Carlo Ratti (Senseable City Lab) and Paolo Santi (Ambient Mobility Lab) published a paper in the PLoS One journal substantiating his work on slot-based intersection.
This system will work even for the cars that are not autonomous, say the researchers. "In terms of what kind of technology you would need, you won't need to wait 20 years," Santi says. "We don't need autonomous driving. It's actually much simpler."
"From a technological standpoint, there are no big hurdles to implement this idea," added Santi. A short YouTube shows how this system will work.
"An intersection is a difficult place, because you have two flows competing for the same piece of real estate," said Carlo Ratti, director of the SENSEable City Lab in MIT's Department of Urban Studies and Planning, and a co-author of the study.

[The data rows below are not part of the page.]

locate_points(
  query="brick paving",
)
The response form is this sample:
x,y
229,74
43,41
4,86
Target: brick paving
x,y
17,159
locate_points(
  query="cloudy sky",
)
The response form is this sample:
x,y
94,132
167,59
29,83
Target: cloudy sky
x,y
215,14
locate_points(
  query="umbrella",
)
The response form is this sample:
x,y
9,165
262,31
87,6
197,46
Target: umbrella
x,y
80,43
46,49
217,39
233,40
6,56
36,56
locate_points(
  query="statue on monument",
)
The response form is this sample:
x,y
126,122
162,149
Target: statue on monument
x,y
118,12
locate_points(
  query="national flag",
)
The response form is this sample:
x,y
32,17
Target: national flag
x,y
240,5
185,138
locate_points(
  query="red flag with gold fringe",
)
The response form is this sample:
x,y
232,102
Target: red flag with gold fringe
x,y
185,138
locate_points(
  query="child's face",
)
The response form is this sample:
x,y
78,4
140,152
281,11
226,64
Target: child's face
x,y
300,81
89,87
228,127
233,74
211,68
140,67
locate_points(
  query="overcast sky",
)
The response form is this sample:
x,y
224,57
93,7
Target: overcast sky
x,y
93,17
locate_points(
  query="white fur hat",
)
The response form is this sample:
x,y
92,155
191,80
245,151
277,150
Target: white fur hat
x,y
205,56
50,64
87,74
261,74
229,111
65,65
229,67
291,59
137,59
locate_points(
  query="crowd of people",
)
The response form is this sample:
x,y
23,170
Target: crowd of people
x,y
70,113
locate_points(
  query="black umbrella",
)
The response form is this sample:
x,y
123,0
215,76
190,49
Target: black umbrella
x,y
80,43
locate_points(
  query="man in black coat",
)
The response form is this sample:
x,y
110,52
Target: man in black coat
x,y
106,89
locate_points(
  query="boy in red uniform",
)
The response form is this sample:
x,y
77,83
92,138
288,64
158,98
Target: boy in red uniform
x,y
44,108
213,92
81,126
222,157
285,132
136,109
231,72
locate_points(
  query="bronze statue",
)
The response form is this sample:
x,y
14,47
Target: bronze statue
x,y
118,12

"On the other hand, if a system has advanced technology and lacks traffic lights, it moves control from the [traffic] flow level to the vehicle level. Doing that, you can create a system that is much more efficient, because then you can make sure the vehicles get to the intersection exactly when they have a slot," he adds
Despite the idea's ingenuity, there is still a scope of risk to human drivers. The cars that will have the sensors for this system to work would still need humans to drive the car. While the system will dictate the car's cruising speed and trajectory, the driver would still control the vehicle and it is possible to make the mistakes. All it takes is simple disobeying of speed limits or lane changing to wreak havoc on this system.
The researchers admit that for now the idea is largely conceptual and would need paradigm shift in the existing infrastructure, that could take years to implement.